(※画像はイメージです/PIXTA)

「少子高齢化」の波はいたるところに弊害をもたらしますが、実際、数値で見るとどれほどまで進んでいるのでしょうか。また、「少子高齢化」に伴い人口が減少するなか、なぜか住宅は増え続けているという現象があります。現代の「人」と「住まい」についてデータをもとに解説します。

人口減少の一方で増えていく住宅

総人口が右肩さがりで減少し続けている一方で、住宅は増加しているという側面があります。総務省が公表している、下記の図4をご覧ください。

 

【図4】総住宅数及び増加率の推移(昭和38年~平成30年)

 

数年前になりますが、平成30年10月1日おける総住宅数は6,242万戸、平成25年と比較して、179万戸増加していることが分かります。昭和63年から平成30年までの30年間で 2041万戸、48.6%増加しています。

 

住宅に住む人間の数は増加しているのに、住宅そのものは増え続けているとは、いったいどういうことなのでしょうか。図5をご覧ください。

 

     【図5】空き家数及び空き家率の推移

 

図5を確認すると、平成30年空き家は846万戸であり、平成25年と比較して26万戸
(3.2%)増加していることが分かります。

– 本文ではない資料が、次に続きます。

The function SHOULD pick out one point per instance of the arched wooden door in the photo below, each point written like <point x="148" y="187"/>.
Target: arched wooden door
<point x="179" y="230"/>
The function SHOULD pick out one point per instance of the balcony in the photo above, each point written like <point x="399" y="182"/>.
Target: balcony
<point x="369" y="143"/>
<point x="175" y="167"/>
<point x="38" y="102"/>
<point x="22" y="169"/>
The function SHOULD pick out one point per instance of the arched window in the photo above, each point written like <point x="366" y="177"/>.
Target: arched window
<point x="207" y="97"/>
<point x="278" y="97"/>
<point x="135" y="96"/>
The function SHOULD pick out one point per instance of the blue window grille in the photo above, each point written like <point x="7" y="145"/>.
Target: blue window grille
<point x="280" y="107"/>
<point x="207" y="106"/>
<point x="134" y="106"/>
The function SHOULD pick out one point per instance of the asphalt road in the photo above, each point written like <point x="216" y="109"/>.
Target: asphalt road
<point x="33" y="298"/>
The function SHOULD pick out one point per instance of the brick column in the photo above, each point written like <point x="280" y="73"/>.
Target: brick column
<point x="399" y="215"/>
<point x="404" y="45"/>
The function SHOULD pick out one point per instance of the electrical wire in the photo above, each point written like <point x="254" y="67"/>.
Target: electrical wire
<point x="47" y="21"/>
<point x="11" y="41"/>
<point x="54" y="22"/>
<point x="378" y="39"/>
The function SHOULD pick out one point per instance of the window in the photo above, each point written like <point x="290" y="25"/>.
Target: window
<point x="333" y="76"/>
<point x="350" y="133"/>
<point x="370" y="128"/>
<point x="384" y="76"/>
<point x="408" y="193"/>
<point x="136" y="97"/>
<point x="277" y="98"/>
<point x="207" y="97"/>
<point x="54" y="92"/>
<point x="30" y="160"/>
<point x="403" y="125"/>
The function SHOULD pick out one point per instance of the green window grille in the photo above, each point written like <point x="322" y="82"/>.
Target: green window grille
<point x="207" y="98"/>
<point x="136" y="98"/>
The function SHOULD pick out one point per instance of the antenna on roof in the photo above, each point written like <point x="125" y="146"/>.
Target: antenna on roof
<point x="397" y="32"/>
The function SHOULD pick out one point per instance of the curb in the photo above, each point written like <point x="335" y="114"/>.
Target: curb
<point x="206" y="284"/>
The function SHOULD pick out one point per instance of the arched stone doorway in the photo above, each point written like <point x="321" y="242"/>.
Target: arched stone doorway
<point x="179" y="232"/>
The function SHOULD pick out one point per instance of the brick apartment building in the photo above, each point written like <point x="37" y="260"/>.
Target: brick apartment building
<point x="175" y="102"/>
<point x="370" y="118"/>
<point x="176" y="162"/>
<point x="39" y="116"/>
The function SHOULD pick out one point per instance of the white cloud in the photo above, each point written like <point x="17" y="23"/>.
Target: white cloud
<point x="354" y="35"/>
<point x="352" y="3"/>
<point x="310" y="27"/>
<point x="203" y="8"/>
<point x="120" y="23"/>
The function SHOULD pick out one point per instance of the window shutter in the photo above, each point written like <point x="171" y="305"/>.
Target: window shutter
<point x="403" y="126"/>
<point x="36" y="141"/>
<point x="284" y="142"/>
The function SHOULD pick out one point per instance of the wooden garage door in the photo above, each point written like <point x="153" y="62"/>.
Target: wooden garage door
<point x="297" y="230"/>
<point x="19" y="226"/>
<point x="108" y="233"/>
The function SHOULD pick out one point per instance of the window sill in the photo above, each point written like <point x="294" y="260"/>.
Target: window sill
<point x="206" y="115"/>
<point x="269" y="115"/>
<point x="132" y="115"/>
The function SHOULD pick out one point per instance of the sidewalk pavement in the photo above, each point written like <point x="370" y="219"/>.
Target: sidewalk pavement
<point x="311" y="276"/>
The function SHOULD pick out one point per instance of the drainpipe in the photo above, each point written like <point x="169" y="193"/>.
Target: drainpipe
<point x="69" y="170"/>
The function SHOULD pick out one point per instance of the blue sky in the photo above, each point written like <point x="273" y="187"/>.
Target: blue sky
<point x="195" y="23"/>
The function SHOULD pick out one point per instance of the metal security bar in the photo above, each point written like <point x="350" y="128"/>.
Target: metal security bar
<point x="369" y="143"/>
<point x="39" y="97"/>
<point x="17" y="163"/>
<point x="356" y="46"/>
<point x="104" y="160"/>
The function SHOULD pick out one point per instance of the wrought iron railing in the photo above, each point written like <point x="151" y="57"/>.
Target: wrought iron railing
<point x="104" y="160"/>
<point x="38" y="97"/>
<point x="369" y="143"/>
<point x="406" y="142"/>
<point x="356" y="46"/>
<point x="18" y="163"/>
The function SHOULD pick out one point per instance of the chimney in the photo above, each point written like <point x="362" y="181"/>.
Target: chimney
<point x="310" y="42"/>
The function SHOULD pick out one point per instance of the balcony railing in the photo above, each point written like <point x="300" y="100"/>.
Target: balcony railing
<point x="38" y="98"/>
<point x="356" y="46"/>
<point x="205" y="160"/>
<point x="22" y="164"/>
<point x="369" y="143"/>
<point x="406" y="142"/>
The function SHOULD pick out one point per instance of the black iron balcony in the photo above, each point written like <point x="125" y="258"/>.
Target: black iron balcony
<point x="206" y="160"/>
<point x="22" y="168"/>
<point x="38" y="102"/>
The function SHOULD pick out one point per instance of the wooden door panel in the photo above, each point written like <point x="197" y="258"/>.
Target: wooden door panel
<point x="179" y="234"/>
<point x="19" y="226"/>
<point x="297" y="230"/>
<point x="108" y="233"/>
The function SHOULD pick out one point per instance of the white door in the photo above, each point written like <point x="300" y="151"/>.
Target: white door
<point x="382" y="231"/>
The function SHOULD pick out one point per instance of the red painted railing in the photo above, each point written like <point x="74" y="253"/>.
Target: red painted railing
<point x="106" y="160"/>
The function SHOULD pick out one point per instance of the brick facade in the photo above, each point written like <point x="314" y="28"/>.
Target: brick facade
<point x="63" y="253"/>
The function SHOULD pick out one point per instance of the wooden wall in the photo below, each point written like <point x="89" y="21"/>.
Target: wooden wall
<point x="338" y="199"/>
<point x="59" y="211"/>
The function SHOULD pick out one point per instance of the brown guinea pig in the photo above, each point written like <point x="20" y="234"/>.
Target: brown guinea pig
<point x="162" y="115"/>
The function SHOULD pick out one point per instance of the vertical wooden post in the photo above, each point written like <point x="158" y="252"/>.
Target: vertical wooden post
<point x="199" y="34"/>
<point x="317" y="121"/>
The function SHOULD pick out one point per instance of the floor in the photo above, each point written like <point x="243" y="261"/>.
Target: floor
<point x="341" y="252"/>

空家数は昭和63年を起点に増加の一途を辿っており、平成30年までの30年間で、延べ452万戸(114.7%)増加しています。

 

なぜ、このような現象が起きるのでしょうか。

 

様々な要因が考えられますが、1つは住宅・建設業者の収益構造に無理が生じていることが挙げられます。賃貸住宅よりも分譲マンションや建売住宅の方が効率的に利益を得ることができるため、新しい住宅を建築し続け、それらの営業に力を入れ売り続けるというのが利益を最大化するロールモデルとなっているためです。

 

また、政府の政策もまた、住宅過多に寄与しています。近年は中古住宅の購入を後押しとなる政策も徐々に増えてきています。ですが、かつては補助金や住宅ローン減税などの処置は新築住宅の購入を後押しするものに偏っていたことも一因です。

 

住宅利用されていない空き家がこのまま増え続ければ、廃墟が増え、それらの始末に多額のコストがかかります。さらに。廃墟が増えると治安が悪化するというデータもあり、決して喜ばしい現象とは言えません。目先の利益ではなく、永続性のある住宅売買のビジネスモデルを新たに創り出す時がきていると言えるのではないでしょうか。